Puffing irritably, I slid off my stool and walked behind the bar, distractedly thinking I should clean something.
I turned to Ezra, the bar between us. The intensity in his eyes surprised me. “What is it?”
Throat shifting in a swallow, he seemed to hang on something. He opened his mouth—then the bell above the guild door jangled merrily. His gaze darted away, the interruption breaking his fragile resolve. I glanced crossly at the entrance.
Three men walked across the threshold—and cold alarm blazed through me.
Silence rippled across the pub, all eyes turning to the three mythics. Their ugly-ass faces were easy to recognize: Burke, the old contractor; Fenton, the young contractor; and Halil, their hulking champion.
“The Keys of Solomon,” I ground out through gritted teeth. “What are they doing here?”
Ezra said nothing, his shoulders stiff as he watched the men out of the corner of his eye. The previous times a contractor had appeared in the guild, Ezra had disappeared almost as quickly as Darius could vanish, but this time he didn’t move, and I knew why. The moment they’d stepped through the door, the Keys team had fixed their dark, mean eyes on us.
Seemingly enjoying the unwelcome glares coming from all directions, the Keys strolled across the floor, smirking and sneering at the mythics they passed. The three Keys stopped behind Ezra’s stool.
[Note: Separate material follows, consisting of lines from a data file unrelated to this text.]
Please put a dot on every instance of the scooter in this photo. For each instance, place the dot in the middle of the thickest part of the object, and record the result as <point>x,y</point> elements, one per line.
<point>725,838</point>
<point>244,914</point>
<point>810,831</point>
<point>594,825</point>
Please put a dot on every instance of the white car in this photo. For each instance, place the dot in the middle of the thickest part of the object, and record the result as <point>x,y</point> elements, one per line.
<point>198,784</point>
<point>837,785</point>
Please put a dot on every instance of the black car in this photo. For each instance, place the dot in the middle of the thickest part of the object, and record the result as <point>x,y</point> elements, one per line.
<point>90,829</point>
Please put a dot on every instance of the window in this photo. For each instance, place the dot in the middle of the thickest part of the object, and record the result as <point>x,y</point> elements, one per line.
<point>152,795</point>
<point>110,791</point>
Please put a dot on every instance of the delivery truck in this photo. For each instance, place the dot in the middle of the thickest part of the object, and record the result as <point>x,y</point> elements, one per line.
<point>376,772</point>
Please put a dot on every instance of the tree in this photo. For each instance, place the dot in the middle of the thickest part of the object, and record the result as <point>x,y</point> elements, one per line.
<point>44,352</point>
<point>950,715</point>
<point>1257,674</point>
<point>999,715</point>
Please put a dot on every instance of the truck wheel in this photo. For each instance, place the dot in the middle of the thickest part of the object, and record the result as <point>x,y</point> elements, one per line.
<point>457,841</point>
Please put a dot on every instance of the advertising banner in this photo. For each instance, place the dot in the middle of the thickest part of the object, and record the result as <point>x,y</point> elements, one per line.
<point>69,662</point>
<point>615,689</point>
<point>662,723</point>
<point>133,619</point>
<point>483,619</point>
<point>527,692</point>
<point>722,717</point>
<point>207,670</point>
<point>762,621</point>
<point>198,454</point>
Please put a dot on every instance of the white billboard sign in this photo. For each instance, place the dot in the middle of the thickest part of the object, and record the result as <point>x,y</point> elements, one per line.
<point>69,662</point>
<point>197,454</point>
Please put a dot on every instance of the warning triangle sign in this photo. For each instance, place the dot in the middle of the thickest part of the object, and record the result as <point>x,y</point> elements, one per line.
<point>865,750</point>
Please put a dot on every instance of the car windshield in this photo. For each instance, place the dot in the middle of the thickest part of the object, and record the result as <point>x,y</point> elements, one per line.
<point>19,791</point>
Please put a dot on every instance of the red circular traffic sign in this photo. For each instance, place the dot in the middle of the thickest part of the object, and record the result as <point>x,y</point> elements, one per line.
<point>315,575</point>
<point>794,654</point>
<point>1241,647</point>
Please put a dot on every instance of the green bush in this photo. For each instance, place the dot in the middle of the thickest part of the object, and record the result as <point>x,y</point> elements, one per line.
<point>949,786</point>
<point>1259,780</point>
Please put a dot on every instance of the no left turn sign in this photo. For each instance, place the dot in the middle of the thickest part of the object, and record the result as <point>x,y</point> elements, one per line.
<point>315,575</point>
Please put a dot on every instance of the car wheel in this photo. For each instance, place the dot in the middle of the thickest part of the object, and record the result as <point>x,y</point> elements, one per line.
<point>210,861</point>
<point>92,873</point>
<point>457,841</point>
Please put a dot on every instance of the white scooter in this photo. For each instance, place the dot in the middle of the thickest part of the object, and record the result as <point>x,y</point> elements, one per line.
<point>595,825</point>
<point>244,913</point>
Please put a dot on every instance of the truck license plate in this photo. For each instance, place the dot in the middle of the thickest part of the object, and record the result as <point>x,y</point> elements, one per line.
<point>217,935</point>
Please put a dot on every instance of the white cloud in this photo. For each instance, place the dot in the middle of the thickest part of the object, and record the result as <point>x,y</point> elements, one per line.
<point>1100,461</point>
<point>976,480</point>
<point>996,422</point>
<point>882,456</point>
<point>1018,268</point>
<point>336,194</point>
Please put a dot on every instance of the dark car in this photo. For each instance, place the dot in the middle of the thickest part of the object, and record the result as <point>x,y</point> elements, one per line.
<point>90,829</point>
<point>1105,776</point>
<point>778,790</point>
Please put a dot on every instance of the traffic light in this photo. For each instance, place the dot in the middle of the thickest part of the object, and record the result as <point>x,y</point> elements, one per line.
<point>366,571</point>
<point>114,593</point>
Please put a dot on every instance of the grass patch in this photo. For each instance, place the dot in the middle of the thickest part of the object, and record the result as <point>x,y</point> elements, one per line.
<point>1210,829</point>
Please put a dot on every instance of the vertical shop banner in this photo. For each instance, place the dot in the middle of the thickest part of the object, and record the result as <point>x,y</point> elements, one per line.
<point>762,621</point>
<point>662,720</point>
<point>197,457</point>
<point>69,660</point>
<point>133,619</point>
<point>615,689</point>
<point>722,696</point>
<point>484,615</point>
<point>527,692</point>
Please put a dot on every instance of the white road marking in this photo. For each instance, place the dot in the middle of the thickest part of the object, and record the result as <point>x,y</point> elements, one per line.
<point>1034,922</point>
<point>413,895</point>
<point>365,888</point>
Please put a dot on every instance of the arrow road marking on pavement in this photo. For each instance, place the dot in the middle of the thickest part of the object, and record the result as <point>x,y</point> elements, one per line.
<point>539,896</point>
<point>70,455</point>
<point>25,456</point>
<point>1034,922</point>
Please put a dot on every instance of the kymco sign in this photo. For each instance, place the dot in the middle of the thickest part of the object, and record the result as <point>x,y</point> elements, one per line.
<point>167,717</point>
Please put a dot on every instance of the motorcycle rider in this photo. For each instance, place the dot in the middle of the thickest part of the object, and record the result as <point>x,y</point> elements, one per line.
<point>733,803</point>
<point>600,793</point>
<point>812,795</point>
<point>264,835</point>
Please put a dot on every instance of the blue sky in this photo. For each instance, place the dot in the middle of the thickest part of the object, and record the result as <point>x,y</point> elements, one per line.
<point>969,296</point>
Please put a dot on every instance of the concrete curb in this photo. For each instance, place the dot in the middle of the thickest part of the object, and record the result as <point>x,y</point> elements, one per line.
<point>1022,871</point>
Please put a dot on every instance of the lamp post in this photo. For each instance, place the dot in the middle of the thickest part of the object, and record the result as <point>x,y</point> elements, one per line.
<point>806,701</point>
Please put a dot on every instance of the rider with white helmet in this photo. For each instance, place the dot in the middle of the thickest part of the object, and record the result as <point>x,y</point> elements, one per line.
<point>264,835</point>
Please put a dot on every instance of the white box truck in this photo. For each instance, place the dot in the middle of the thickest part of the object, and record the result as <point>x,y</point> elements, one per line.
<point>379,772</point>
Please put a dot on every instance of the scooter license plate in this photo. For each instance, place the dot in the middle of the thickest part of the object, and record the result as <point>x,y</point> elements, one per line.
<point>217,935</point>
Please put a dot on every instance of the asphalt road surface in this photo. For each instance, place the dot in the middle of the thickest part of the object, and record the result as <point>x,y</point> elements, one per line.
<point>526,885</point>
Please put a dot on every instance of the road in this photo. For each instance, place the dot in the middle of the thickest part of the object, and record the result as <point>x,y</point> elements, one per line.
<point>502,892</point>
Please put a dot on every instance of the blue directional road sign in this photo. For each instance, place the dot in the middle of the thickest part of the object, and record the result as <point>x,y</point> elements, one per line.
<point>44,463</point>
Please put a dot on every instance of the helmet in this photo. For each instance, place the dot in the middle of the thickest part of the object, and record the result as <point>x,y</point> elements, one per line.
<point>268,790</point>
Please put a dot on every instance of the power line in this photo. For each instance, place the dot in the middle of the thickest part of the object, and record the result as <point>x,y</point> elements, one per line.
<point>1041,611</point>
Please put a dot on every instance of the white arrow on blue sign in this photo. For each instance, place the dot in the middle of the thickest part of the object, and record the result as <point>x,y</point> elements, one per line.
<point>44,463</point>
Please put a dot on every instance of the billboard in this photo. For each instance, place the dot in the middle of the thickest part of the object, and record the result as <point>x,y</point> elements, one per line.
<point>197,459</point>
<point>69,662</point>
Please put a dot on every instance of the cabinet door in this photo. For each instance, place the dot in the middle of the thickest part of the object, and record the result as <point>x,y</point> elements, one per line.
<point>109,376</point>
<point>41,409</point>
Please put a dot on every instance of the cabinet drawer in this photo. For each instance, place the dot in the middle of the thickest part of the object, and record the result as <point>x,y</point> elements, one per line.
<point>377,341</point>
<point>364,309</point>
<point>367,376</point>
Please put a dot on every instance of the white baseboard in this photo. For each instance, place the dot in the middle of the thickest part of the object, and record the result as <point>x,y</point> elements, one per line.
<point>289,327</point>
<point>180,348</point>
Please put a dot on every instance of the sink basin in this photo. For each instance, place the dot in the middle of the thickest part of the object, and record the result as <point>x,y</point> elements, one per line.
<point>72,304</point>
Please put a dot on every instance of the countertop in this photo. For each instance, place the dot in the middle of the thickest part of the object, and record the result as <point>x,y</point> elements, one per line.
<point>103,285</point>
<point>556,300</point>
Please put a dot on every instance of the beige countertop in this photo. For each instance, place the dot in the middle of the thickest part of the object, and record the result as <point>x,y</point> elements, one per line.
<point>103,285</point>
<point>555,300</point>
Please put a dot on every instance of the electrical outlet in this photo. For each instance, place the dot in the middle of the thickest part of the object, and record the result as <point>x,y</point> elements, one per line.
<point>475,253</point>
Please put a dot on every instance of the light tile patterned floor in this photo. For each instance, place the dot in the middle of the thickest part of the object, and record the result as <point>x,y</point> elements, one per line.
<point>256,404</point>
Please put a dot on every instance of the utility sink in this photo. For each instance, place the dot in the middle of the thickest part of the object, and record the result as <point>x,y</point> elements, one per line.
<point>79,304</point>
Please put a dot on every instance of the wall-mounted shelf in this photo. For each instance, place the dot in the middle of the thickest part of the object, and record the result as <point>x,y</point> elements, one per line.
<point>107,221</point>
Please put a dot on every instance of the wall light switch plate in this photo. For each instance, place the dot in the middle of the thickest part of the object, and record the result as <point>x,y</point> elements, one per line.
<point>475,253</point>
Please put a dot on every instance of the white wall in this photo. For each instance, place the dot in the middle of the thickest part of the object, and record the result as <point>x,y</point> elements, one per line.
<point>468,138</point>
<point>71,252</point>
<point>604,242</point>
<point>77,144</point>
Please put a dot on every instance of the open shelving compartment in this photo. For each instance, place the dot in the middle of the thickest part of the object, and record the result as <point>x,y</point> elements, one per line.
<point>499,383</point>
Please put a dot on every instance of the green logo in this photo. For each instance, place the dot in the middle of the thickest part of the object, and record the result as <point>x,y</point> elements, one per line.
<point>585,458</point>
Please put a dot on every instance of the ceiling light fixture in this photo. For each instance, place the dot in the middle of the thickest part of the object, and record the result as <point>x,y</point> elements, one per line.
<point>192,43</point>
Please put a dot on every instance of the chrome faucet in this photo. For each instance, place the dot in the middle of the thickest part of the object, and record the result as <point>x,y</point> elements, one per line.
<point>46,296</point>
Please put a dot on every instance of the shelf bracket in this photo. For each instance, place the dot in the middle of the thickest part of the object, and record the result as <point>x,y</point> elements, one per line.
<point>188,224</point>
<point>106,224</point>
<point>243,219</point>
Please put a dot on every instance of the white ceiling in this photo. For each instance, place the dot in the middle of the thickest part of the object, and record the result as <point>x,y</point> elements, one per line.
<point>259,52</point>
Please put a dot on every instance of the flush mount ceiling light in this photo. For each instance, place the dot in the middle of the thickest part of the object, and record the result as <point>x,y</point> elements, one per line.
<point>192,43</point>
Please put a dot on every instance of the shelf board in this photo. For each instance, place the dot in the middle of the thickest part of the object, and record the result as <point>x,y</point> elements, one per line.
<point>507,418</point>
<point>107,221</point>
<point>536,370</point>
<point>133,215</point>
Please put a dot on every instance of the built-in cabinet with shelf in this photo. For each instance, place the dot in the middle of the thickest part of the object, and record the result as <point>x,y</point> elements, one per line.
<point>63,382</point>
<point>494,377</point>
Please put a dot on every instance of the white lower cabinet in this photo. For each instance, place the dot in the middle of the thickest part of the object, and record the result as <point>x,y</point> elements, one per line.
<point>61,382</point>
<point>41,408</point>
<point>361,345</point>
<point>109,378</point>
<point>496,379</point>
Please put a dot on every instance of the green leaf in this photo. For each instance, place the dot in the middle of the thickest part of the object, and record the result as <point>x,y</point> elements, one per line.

“Oh dear,” I sighed with snide sarcasm, breaking the soundless power they held over the room before they could do it. “Some trash has blown in off the street.”
Burke’s deep-set eyes gleamed under his scraggy eyebrows. “Is that how you greet all your customers?”
“This isn’t your guild. Get lost.”
“This guild is a rest point for everyone participating in the demon hunt. That includes us.” Burke slid onto the nearest stool. “I want a drink.”
Halil took the stool on Ezra’s other side. “Me too.”
Fenton stood behind Ezra, grinning nastily. “Count me in.”
I met Ezra’s terse stare. He was surrounded—and he didn’t like it. If he lost his temper in front of the Keys … if they saw his crimson magic …
“We’re under full prohibition until the alert is over.” I pointed at the door. “So too bad, find another bar.”
Burke tsked. “We just want to wet our whistles alongside our mythic compatriots. What’s wrong with that?”
“You can wet your whistles in a puddle outside. Try one near the dumpster.”
Smirking, Burke turned on his stool. “Ezra, isn’t it? All recovered after your demon encounter yesterday?”
Ezra said nothing, his jaw tight and eyes fixed on me like I was the only safe place to look. I really didn’t like the way Burke was watching the aeromage—like a crocodile about to ambush a gazelle on the riverbank.
I slapped a hand on the counter to distract the old man. “What part of vamoose don’t you understand?”
Burke cocked his head in arrogant challenge and lowered his voice. “Make us leave, girl. Go on. Try.”
My teeth clenched so hard my jaw creaked. I scanned the Crow and Hammer members scattered around the pub, but not a single experienced combat mythic was present—they were either upstairs sleeping or out hunting the demon. Felix had taken Sabrina upstairs before the Keys came in, and the only person at the healers’ station was the apprentice Sanjana. No one stood a chance at intimidating the hardened demon hunter team.
Should I shout for help? What might the Keys do in the minute it took someone to get down here?
While I hesitated, Burke angled toward Ezra again. “You sure you’re doing all right, boy? No further injuries? It’s quite the miracle you survived the attack, eh?”
Shit. Slipping my hand into my pocket, I felt for my phone, but all I had on me was my Queen of Spades card. My phone was over by my laptop, out of easy reach. I didn’t dare walk away and leave Ezra alone with the Keys men.